According to an analysis by the Urban Institute, many business buildings feature layouts that make it challenging to convert them into homes. González-Hermoso argues, “The pipeline of office-to-residential conversions remains strong despite these challenges.”

A RentCafe report from March 2024 states that between 2021 and 2024, the office-to-apartment conversion pipeline more than doubled. According to RentCafe, the tendency is particularly noticeable in Dallas, New York City, and Washington, D.C.

Metrics including office vacancy rates, changes in office asking rent over the past year, housing vacancy rates, and the rate of change in gross median rents over the previous ten years are all taken into consideration in the Urban Institute’s research. González-Hermoso notes that he excluded New York City from the analysis due to the difficulty in matching the city’s office market statistics with the federal housing data he examined.

He added, “It is not surprising that the majority of the top-ranked cities have high levels of both office distress and housing supply need.” “But exceptions do exist.”

For instance, San Francisco is one of the locations the report claims could gain most from conversions despite having what it deems a stable housing supply due to its notoriously troubled office market.

González-Hermoso’s recommendations have already been implemented in a few states and cities.
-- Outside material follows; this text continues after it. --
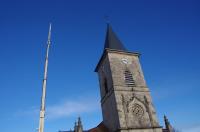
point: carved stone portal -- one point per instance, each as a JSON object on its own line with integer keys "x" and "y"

For instance, municipal governments in California are mandated by law to expedite the consideration of plans for adaptive reuse projects. Another California rule that went into effect last year permits the construction of homes in places that are normally used for commerce as long as certain requirements are met; local governments with good cause may, however, still forbid this in specific locations.

González-Hermoso states, “Office conversions will not be the sole answer to our housing crisis, nor will any other policy in isolation.” “However, conversions provide a useful approach for small, gradual changes in our cities.”